Hürrem Sultan’ın gazabına uğrayıp bir suikasta kurban giden, tahtın en yakın adayı şehzade yine Hürrem’in oğlu II. (Sarı) Selim tarafından buraya nakledilmiş. Tek kubbeli bir türbe . Türbenin harikulade çinilerle bezeli olduğunu söylemek gerek. İmparatorluğun çinicilik sanatında en iyi olduğu devre ait inanılmaz parçalar ile duvarlar kaplanmış.
Ters istikhamete doğru ilerlediğinizde bu kez Fatih Sultan Mehmet’in annesi ile kimliği tespit edilememiş bir kadının yattığı bir türbeye ulaşıyorsunuz. Nispeten bakımsız ve gösterişsiz bir yapı bu.
Bu türbenin hemen karşısında ve caminin arkasında, etrafı açık ama üstü kapalı bir türbe yer almakta. Burada da kimin yattığı belli değil.
Ardından caminin içerisinde çekim yaptık. Yorgunluğumuz ve benim iki ayağımın da su toplaması nedeniyle minareye sadece Sinan’ı gönderdik. Minareden çevrenin fotoğraflarını çekmek ona kısmet oldu.

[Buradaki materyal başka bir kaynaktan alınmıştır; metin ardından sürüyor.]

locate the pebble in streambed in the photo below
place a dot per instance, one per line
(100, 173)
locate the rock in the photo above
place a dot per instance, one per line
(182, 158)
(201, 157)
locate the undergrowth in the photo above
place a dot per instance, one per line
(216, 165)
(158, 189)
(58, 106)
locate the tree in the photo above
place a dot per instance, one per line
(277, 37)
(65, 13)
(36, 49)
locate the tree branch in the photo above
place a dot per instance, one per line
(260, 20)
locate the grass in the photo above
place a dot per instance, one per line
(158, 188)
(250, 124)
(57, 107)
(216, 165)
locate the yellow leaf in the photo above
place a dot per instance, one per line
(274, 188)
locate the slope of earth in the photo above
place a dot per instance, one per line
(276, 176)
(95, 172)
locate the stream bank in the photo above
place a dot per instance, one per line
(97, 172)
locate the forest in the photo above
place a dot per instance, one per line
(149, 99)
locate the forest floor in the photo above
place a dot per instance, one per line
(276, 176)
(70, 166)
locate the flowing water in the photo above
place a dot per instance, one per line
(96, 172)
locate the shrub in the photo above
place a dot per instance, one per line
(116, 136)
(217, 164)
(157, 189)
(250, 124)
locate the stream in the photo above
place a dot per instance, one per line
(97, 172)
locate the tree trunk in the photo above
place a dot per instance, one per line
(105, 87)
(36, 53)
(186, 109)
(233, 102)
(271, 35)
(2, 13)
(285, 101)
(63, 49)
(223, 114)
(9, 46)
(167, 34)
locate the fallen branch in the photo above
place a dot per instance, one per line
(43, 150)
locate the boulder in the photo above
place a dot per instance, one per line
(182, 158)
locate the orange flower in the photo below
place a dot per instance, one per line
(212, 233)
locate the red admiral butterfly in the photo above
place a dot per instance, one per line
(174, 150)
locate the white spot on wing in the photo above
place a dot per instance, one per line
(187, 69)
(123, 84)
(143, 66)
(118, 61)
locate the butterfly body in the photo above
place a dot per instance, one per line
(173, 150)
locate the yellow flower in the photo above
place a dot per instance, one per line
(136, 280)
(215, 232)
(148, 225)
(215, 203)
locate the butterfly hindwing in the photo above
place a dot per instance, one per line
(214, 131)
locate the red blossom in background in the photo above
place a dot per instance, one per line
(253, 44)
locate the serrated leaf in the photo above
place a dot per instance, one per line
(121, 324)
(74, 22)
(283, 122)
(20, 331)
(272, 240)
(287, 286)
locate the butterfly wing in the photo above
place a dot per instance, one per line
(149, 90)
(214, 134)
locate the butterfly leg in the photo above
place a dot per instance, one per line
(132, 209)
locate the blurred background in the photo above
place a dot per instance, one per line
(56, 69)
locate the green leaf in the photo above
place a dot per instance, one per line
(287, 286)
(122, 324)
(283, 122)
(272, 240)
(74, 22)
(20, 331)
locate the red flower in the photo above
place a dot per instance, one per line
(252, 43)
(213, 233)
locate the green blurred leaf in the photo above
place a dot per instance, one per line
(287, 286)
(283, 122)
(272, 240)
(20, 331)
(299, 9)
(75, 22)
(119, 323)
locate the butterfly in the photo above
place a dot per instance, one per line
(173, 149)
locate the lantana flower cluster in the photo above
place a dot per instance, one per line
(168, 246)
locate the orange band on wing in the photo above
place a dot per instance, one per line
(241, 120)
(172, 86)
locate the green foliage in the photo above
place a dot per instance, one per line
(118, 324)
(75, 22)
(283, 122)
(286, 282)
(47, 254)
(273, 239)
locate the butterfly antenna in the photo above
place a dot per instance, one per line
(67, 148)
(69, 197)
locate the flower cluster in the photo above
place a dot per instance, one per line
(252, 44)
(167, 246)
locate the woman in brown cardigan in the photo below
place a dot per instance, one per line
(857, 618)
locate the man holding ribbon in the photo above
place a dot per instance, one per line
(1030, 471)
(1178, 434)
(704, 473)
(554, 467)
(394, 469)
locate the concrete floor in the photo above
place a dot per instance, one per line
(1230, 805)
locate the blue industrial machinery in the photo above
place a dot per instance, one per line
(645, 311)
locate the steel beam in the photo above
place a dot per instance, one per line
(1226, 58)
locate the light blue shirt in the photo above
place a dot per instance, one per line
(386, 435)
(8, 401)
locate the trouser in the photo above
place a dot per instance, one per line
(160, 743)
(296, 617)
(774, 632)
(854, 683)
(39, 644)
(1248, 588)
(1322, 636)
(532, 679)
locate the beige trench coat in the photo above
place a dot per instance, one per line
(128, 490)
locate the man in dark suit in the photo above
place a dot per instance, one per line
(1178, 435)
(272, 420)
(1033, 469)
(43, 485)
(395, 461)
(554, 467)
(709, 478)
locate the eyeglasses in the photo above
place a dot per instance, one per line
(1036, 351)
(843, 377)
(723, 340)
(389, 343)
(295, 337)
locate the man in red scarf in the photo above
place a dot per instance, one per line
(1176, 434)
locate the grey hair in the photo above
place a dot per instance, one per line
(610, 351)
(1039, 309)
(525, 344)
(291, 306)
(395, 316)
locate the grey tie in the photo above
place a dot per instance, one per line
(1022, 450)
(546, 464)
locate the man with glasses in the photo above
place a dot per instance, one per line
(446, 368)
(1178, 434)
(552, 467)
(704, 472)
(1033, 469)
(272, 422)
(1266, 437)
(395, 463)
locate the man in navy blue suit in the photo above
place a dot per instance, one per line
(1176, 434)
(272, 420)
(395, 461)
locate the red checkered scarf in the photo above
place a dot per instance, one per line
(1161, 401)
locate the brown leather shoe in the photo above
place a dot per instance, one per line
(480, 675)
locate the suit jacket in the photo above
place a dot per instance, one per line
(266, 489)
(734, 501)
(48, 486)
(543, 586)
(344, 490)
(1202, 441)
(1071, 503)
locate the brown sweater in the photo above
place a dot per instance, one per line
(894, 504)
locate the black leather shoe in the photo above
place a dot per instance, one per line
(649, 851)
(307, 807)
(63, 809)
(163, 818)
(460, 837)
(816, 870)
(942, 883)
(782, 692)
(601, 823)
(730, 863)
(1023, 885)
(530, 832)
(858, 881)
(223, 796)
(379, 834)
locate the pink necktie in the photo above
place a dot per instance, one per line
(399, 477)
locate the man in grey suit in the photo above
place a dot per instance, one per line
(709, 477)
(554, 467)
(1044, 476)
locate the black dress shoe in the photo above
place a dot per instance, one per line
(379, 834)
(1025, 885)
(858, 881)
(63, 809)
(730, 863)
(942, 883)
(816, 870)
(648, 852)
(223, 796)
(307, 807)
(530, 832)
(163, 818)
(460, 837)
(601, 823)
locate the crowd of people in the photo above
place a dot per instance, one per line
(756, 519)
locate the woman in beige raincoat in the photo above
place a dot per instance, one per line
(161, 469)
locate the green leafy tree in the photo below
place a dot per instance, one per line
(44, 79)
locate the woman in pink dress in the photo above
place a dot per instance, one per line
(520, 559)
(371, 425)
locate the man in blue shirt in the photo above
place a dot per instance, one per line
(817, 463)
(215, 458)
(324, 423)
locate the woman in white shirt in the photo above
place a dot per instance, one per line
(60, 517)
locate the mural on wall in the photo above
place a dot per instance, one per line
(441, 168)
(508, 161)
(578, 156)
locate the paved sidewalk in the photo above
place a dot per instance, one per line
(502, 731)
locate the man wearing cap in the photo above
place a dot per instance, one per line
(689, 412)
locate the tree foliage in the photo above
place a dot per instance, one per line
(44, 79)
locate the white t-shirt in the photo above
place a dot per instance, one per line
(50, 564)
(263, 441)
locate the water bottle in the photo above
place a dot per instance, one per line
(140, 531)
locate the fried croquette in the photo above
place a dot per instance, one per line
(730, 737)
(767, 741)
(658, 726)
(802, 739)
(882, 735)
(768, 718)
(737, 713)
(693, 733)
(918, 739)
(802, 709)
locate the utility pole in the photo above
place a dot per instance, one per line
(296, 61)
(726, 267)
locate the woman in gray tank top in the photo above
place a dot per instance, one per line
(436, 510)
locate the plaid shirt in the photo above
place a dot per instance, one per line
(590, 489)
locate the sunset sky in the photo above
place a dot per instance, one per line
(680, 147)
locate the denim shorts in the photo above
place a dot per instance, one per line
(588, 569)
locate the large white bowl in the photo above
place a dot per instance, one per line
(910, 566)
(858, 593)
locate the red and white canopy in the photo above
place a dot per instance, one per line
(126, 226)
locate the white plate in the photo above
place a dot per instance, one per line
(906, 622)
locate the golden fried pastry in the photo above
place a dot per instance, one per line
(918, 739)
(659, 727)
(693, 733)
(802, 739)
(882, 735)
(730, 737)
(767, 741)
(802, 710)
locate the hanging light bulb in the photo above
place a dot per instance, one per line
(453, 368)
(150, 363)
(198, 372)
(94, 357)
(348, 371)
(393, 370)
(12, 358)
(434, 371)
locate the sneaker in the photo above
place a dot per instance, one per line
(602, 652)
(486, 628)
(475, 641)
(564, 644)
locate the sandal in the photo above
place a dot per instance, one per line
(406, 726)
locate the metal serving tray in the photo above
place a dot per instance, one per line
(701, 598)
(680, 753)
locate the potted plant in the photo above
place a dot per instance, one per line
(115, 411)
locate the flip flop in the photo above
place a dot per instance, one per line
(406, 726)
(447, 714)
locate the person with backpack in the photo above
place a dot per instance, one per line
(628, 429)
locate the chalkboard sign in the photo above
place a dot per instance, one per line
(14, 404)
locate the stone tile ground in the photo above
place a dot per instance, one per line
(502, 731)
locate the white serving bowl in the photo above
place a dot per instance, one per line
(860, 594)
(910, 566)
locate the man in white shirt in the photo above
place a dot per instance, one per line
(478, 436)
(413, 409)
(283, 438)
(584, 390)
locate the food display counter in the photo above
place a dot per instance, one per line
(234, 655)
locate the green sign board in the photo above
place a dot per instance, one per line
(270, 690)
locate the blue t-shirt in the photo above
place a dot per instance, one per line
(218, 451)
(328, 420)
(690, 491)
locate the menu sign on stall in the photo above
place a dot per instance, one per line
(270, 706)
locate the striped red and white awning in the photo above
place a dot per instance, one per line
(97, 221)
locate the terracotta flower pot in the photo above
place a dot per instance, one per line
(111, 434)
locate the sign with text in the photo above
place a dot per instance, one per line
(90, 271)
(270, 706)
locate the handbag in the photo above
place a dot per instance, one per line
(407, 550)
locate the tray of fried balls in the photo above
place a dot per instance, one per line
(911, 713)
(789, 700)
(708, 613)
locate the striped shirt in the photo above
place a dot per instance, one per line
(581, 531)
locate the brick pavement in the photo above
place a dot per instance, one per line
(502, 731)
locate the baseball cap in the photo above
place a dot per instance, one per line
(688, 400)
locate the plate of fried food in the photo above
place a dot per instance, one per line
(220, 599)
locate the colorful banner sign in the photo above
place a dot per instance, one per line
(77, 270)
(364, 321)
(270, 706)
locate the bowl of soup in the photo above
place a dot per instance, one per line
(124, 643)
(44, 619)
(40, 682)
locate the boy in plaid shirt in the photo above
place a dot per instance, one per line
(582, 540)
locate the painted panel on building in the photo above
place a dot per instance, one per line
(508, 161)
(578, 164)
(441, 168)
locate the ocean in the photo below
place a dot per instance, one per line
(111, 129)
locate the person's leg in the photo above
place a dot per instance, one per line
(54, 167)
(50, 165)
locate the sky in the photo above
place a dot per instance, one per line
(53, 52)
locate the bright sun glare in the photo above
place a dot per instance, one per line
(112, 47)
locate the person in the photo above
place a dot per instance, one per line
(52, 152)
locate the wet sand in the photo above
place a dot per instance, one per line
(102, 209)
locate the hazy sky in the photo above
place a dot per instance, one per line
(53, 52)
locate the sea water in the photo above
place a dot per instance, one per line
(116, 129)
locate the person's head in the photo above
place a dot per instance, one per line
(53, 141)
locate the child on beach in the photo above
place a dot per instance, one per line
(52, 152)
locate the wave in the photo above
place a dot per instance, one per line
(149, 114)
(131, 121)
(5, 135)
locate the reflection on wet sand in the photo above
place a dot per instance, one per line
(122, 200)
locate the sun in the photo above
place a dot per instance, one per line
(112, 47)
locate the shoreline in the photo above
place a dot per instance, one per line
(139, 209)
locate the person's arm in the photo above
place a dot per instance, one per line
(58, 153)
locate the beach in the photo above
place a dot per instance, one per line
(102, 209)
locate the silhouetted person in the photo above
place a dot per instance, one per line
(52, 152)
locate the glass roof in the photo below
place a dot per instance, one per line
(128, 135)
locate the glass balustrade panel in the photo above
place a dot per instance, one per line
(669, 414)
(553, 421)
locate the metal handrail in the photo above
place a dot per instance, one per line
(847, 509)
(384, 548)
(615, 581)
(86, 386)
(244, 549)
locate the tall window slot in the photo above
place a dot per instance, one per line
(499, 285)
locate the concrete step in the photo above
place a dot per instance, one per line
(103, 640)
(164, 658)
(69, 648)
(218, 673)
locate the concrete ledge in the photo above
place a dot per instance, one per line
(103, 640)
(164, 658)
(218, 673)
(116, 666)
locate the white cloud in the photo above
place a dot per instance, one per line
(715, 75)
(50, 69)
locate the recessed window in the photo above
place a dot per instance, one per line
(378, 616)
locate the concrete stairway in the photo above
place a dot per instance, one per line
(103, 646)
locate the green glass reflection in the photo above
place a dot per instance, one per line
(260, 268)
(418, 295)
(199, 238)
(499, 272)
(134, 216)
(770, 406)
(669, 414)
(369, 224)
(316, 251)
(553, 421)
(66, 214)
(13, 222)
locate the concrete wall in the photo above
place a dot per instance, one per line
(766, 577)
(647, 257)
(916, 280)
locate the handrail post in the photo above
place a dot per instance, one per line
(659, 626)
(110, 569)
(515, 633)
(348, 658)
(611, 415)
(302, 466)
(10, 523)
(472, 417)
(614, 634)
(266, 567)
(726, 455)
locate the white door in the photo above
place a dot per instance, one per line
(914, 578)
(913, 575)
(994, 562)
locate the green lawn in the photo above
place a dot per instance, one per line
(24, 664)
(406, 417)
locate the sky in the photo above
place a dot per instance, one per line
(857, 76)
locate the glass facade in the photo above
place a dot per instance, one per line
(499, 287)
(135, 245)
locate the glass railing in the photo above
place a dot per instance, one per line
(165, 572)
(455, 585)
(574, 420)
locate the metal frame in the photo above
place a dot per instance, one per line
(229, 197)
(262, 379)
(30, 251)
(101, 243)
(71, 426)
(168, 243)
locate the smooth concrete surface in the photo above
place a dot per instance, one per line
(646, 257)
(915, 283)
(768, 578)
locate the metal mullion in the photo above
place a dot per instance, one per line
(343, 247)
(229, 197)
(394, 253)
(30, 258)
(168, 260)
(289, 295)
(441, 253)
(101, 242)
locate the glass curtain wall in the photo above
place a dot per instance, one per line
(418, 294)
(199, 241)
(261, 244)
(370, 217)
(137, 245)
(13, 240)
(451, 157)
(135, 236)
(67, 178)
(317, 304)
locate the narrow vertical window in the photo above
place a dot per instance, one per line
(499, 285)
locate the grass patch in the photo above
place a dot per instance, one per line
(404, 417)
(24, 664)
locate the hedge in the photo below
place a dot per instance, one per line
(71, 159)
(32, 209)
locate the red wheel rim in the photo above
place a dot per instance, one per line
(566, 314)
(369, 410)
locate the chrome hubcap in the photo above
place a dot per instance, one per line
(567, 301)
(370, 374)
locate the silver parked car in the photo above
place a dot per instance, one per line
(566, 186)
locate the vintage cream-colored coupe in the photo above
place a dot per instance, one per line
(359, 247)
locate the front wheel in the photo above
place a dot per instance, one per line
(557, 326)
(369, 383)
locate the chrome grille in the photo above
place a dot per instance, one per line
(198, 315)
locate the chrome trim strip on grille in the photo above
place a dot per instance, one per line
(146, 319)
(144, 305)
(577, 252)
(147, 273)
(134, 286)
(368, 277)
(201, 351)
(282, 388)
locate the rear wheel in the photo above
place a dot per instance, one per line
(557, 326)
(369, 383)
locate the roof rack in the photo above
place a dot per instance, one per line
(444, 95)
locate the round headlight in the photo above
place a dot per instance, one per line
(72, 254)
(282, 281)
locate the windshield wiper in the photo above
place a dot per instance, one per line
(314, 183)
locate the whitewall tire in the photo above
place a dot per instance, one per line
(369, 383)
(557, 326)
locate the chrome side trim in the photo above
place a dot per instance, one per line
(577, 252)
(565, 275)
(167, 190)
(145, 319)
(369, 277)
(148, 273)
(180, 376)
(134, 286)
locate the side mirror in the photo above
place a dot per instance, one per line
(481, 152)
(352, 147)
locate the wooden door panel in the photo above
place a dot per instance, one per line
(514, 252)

Yakınlarda Bursa Osmanlı Evi Müzesi adıyla bir mekan daha var. Burada da eski tarz bir Bursa evi canlandırılmış. Dönem 17. yy olarak seçilmiş. Tahminlere göre II. Murat’ın burada bir köşkü varmış. Muradiye’nin ara sokaklarında da epeyce gezindik.
Son durak olarak bir Bursa klasiğini yaptık. Tophanede Osman Gazi ve Orhan Gazi Türbeleri’ni ziyaret ettikten sonra teraslardan panoramik görüntüler çektik.